Bruenighazi–My Unnecessary Analysis

About one month ago, Matt Bruenig was fired from Demos for tweeting (relatively) benign barbs at Neera Tanden. It wasn’t the “what” of what he was tweeting, so much as the “who.” And, while Twitter isn’t real life, Matt was an expectant father-to-be, and losing a job in that situation is sub-optimal. Now that the dust has mostly settled and the factions are clear, some lessons can be gleaned from what should have been a tiff confined to the decidedly-not-IRL stakes of Twitter. In fact, Bruenighazi can be used as a lens to understand a few new and novel things about this election:

While the ideological distance between us is less, Liberals are the true enemy of the Left in the United States, not the rapidly dwindling white nationalists that make up the GOP.

The Liberal establishment is scared.

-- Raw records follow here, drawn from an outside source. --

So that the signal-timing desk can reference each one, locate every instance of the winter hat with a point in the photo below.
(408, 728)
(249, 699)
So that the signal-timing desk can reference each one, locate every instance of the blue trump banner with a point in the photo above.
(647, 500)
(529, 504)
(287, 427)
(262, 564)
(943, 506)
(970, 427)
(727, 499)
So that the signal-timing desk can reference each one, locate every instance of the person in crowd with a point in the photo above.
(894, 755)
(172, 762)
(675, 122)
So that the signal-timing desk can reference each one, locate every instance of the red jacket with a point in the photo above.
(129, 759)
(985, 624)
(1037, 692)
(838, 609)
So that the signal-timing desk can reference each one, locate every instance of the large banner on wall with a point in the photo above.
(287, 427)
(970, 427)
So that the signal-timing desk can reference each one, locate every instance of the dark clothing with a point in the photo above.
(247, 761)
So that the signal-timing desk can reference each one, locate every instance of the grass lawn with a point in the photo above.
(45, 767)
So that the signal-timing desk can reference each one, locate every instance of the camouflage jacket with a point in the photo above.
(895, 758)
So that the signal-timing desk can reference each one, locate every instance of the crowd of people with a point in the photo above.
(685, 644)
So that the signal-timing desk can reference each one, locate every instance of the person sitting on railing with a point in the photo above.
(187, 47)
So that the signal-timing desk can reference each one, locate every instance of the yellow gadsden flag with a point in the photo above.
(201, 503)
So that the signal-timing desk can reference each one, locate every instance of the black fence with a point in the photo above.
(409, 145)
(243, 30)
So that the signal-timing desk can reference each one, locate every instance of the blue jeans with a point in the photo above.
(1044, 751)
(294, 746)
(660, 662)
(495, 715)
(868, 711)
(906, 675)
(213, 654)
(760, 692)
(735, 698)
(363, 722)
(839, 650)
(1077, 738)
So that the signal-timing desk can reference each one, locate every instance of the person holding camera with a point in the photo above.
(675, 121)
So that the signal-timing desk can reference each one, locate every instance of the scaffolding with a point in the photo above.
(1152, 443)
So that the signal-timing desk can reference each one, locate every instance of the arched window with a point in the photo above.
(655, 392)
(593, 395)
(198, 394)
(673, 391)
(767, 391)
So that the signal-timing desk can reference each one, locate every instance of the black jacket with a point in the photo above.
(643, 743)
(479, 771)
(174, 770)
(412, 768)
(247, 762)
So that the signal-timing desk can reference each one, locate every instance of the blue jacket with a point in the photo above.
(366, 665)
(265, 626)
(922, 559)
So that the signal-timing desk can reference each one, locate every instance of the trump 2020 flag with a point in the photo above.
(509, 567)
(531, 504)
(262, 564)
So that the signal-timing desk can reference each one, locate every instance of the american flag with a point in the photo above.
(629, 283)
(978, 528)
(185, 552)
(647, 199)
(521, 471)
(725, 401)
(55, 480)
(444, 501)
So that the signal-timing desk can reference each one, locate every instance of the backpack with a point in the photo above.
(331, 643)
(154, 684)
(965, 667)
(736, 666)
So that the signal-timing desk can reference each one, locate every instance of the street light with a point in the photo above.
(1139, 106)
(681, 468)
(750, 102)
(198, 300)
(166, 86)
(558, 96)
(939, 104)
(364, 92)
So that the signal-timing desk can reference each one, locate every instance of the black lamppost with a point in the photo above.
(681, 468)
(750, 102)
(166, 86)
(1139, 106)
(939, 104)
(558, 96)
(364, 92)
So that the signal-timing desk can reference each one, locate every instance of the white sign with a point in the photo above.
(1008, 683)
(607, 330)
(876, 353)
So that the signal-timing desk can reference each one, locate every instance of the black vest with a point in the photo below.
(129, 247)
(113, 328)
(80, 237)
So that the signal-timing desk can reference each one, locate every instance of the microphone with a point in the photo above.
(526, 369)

They will knock down the best (albeit most inflammatory) avatar of Millenial Leftism they can manage, but they still ignore the content of his critiques in doing so (and completely ignore young women and PoC–the start of the spat that ended in Bruenig losing his job in the first place).

For the Left to succeed in this time of flux and realignment, a clear, moral argument must be made against the limitations of Liberal representation politics.

The Matt Bruenig affair, while decidedly shitty for Matt and his new family, and slightly less shitty for those of us who enjoyed his online presence, has resulted in another corner of the velvet drapery covering the rotting flesh of liberalism falling off, revealing the degredation beneath.